When Harold was gone, Jermyn's handsome face gathered blackness. He hardly ever wore his worst expression in the presence of others, and but seldom when he was alone, for he was not given to believe that any game would ultimately go against him. His luck had been good. New conditions might always turn up to give him new chances; and if affairs threatened to come to an extremity between Harold and himself, he trusted to finding some sure

resource.

"He means to see to the bottom of everything if

he can, that's quite plain," said Jermyn to himself. "I believe he has been getting another opinion; he has some new light about those annuities on the estate that are held in Johnson's name. He has inherited a deuced faculty for business, there's no denying that. But I shall beg leave to tell him that I've propped up the family. I don't know where they would have been without me; and if it comes to balancing, I know into which scale the gratitude ought to go. Not that he's likely to feel any, but he can feel something else; and if he makes signs of setting the dogs on me, I shall make him feel it. The people named Transome owe me a good deal more than I owe them."

In this way Mr. Jermyn inwardly appealed against an unjust construction which he foresaw that his old acquaintance the Law might put on certain items in his history.

I have known persons who have been suspected of undervaluing gratitude, and excluding it from the list of virtues; but on closer observation it has been seen that if they have never felt grateful, it has been for want of an opportunity; and that, far from despising gratitude, they regard it as the virtue most of all incumbent - on others towards them.

CHAPTER XVIII.

The little, nameless, unremembered acts
Of kindness and of love.

WORDSWORTH: Tintern Abbey.

JERMYN did not forget to pay his visit to the minister in Malthouse Yard that evening. The mingled irritation, dread, and defiance which he was feeling towards Harold Transome in the middle of the day depended on too many and far-stretching causes to be dissipated by eight o'clock; but when he left Mr. Lyon's house he was in a state of comparative triumph in the belief that he, and he alone, was now in possession of facts which, once grouped together, made a secret that gave him new power over Harold.

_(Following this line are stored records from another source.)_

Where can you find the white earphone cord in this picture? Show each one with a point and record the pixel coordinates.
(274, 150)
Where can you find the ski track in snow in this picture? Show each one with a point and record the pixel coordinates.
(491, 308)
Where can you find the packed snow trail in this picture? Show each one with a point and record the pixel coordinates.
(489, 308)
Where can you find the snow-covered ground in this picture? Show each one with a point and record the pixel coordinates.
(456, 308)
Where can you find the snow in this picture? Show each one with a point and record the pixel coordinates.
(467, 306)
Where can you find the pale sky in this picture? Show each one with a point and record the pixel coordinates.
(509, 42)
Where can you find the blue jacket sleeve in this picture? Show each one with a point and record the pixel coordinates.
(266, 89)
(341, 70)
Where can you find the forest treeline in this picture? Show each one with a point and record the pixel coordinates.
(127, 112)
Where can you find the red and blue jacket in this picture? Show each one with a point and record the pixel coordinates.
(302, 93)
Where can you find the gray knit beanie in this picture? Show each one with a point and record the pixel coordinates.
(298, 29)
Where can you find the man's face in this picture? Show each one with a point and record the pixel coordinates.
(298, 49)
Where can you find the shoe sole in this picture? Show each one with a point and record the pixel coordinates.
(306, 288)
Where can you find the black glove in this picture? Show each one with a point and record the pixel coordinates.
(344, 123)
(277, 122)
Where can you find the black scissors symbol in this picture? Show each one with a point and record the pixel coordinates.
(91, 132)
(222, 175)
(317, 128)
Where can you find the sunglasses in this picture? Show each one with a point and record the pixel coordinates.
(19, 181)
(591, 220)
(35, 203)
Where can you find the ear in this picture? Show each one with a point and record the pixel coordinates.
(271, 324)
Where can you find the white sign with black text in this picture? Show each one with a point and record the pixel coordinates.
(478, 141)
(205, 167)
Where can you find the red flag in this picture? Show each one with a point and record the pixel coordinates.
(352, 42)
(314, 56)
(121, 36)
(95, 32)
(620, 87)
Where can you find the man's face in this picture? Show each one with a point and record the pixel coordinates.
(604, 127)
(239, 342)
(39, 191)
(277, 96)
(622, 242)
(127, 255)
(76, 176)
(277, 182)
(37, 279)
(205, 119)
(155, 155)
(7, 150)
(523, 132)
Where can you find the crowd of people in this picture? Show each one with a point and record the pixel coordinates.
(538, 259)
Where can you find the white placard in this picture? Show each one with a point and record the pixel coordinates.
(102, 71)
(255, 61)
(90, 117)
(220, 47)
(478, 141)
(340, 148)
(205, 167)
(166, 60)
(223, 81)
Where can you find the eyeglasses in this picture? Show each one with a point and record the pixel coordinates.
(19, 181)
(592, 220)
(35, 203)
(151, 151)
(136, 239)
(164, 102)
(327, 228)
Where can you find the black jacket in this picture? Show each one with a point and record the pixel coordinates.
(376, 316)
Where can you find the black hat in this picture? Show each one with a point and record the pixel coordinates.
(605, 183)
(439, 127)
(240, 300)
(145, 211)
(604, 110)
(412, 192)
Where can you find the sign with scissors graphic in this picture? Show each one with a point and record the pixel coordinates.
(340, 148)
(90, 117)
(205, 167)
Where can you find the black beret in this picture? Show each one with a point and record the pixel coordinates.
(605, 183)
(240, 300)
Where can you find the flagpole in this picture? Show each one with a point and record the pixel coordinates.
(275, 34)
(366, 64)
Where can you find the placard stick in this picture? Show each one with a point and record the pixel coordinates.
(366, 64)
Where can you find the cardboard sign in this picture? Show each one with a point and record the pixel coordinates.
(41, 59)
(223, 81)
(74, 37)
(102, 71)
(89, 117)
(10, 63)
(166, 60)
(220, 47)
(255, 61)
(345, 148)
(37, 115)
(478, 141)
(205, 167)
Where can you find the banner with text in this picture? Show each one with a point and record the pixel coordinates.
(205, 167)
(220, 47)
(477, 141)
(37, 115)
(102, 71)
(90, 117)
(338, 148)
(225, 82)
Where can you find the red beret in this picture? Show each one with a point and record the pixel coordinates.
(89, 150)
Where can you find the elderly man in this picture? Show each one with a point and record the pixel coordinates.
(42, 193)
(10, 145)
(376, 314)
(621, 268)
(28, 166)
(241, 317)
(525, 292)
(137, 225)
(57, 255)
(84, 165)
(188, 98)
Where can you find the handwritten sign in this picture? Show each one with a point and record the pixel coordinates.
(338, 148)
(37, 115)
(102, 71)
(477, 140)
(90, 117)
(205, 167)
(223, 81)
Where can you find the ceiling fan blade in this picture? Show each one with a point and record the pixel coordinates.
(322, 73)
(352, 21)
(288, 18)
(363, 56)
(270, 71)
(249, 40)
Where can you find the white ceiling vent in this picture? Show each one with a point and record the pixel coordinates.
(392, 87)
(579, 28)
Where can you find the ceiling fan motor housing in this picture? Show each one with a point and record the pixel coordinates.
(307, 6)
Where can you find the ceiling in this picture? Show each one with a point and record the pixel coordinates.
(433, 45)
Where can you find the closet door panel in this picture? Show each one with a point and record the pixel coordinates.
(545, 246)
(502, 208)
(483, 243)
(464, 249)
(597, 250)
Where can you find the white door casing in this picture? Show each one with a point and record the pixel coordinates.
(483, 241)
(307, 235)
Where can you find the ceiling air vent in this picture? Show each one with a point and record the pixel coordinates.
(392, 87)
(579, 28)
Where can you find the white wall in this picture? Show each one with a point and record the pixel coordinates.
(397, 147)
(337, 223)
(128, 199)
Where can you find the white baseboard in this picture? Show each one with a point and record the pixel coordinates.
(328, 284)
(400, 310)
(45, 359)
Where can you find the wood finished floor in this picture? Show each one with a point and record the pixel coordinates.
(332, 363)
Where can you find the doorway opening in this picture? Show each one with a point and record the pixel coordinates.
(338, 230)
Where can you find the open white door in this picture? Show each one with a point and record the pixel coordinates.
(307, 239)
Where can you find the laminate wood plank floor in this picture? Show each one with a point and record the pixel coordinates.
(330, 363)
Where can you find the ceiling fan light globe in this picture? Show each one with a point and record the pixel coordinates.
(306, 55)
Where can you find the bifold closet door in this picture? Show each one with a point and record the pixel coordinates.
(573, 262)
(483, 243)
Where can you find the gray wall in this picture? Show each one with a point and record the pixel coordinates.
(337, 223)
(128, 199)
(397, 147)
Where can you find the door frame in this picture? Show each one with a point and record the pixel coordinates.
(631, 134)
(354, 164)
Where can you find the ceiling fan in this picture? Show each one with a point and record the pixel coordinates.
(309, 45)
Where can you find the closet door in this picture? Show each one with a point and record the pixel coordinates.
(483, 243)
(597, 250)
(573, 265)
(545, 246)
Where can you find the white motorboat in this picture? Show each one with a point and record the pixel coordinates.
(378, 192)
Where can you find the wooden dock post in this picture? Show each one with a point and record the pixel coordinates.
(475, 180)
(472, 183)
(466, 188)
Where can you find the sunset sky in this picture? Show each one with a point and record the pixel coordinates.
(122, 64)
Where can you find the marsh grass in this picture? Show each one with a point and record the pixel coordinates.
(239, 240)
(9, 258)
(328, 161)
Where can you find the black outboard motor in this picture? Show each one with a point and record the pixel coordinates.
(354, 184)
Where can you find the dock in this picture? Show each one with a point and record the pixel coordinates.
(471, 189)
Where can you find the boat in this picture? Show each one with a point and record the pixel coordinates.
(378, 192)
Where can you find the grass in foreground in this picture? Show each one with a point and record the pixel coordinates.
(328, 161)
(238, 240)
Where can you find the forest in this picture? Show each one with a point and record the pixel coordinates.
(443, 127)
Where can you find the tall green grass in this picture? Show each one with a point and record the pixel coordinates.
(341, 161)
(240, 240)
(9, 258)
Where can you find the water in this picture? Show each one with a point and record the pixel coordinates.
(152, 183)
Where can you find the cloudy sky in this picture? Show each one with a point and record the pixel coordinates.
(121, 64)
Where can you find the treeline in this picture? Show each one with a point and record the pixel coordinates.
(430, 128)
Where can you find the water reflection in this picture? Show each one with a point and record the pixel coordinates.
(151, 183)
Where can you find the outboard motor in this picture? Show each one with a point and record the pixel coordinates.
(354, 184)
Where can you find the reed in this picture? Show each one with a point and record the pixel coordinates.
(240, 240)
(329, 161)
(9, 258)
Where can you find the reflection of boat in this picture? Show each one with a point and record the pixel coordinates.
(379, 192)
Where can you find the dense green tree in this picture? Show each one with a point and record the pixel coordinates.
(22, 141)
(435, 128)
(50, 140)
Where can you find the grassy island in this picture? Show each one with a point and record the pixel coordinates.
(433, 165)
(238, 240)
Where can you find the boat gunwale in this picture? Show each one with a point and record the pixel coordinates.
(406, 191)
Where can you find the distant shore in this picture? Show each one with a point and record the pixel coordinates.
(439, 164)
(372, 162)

Mr. Lyon, in his need for help from one who had that wisdom of the serpent which, he argued, is not forbidden, but is only of hard acquirement to dovelike innocence, had been gradually led to pour out to the attorney all the reasons which made him desire to know the truth about the man who called himself Maurice Christian: he had shown all the precious relics, the locket, the letters, and the marriage certificate. And Jermyn had comforted him by confidently promising to ascertain, without scandal or premature betrayals, whether this man were really Annette's husband Maurice Christian Bycliffe.